Justice of the High Court Division of Bangladesh

Personal details
- Profession: Judge

= Md. Emdadul Huq =

Bangladeshi Judge

Md. Emdadul Huq is a judge of the High Court Division of the Bangladesh Supreme Court.

== Early life ==
Emdadul Huq was born on 16 October 1956 in Gopalganj District. He completed his bachelor's degree in law from the University of Rajshahi.

== Career ==
After Emdadul Huq graduated, he worked as a lawyer in the Rajshahi District Court on 11 March 1985. On 13 April 1987, Emdadul Huq became a lawyer of the High Court Division. Emdadul Huq was appointed a lawyer of the High Division of the Bangladesh Supreme Court on 27 February 2001.

Emdadul Huq was appointed an additional judge in the High Court Division on 23 August 2004 and was made a permanent judge on 23 August 2006.

Emdadul Huq was one of nineteen judges who filed an appeal with the Bangladesh Supreme Court on 28 July 2008 challenging a High Court verdict which ordered the government to appoint ten permanent judges to the High Court Division whose appointment was not confirmed by the previous Bangladesh Nationalist Party government.
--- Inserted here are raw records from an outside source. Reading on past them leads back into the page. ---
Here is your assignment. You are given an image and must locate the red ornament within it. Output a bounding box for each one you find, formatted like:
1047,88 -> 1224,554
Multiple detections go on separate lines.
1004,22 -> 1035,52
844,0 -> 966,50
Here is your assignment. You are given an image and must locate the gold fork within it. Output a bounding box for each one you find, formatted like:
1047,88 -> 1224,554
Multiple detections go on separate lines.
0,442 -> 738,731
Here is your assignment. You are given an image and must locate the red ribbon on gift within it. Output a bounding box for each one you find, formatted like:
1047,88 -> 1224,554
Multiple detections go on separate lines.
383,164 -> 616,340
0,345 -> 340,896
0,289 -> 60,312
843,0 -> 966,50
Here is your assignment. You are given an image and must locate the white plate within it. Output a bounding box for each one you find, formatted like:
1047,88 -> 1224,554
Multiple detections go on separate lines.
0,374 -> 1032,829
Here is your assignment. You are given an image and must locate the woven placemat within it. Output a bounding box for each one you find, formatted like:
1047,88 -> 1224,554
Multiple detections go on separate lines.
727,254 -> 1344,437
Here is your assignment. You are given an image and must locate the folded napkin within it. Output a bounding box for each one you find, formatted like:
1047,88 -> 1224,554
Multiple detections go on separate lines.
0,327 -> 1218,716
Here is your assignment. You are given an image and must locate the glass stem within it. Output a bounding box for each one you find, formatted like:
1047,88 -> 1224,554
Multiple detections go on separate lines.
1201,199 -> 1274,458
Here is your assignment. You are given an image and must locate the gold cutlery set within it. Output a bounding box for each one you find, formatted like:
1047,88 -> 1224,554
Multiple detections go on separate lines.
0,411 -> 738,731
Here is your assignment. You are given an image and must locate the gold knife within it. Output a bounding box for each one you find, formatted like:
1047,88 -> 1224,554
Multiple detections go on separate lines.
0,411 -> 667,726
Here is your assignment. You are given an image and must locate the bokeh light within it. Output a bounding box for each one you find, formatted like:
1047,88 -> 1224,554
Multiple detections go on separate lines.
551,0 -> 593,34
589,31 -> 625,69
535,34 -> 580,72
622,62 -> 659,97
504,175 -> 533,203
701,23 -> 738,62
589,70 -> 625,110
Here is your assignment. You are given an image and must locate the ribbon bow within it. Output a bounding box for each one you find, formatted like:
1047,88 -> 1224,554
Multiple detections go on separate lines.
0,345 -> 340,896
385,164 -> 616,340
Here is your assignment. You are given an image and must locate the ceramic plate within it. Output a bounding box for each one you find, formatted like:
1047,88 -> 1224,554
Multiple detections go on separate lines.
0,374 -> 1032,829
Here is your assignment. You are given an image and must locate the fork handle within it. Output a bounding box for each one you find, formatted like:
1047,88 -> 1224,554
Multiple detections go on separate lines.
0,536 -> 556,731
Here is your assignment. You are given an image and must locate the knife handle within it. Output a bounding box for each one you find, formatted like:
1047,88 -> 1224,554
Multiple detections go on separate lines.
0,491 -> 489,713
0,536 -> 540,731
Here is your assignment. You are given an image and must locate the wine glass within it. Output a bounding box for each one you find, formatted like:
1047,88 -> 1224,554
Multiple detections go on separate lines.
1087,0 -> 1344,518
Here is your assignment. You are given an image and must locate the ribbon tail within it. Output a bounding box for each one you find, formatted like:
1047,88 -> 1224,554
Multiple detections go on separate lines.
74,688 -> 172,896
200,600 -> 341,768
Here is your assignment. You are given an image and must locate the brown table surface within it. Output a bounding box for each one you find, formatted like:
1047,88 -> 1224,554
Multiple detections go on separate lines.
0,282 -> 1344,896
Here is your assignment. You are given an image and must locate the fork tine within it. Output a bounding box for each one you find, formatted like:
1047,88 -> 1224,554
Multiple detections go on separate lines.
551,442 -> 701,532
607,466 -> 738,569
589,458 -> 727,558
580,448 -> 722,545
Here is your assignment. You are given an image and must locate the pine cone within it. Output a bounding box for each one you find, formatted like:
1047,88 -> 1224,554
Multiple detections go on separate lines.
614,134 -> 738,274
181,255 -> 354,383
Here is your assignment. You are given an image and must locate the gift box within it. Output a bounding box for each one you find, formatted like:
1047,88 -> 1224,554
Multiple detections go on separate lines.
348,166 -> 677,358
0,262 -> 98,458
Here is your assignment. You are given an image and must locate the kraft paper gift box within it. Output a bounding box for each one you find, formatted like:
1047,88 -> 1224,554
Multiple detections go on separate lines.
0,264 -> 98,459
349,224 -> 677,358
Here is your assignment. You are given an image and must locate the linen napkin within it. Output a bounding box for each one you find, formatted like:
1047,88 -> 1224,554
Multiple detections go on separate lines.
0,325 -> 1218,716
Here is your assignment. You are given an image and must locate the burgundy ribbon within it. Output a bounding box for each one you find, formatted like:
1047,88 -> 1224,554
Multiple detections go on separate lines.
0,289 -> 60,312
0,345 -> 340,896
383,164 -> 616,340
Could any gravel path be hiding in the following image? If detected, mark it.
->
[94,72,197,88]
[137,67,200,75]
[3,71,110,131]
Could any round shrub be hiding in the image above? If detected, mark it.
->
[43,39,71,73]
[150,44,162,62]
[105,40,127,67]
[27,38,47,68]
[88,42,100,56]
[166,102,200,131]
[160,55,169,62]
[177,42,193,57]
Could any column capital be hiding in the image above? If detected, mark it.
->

On 30 July 2008, Emdadul Huq and Justice Sharif Uddin Chaklader issued a verdict halting corruption cases against six accused and granting them bail. The six accused were Syed Abdullah Muhammad Taher, former Bangladesh Jamaat-e-Islami member of parliament, M. A. Hashem, former Bangladesh Nationalist Party member of parliament and owner of Partex Group, Sayeed Hossain Chowdhury, owner of HRC Group, Giridhari Lal Modi, founder of Uttara Group, Syed Galib Ahmed, director of Global Agro Trade (Pvt) Company Limited (GATCO Group), and Syed Tanveer Ahmed, director of Global Agro Trade (Pvt) Company Limited (GATCO Group).

On 18 November 2009, Emdadul Huq and Justice AFM Abdur Rahman issued a sua sponte ruling asking Minister of Home Affairs Sahara Khatun to explain extrajudicial killings within 48 hours. The verdict was given following a news report on extrajudicial killings. Sahara Khatun denied there had been any extrajudicial killings since her government came to power. He canceled the parliamentary membership of Abdul Kashem, a Jatiya Party politician, for being a loan defaulter.

Emdadul Huq was a commissioner of the fifth Bangladesh Judicial Service Commission in 2011.

On 6 December 2017, Emdadul Huq declared the parliamentary membership of Nizam Uddin Hazari illegal while his fellow judge on the bench, Justice FRM Nazmul Ahsan, disagreed with the verdict resulting in a split verdict. The case went to Justice Md Abu Zafor Siddique who issued a verdict in favor of Nizam Uddin Hazari.

On 12 February 2020, Emdadul Huq and Justice Md Akram Hossain Chowdhury issued an order asking the government to explain why the detention of Shariat Sarkar should not be declared illegal. He had been detained under the Digital Security Act for saying that he would pay clerics if they could prove singing was forbidden in Islam at a concert in Dhamrai.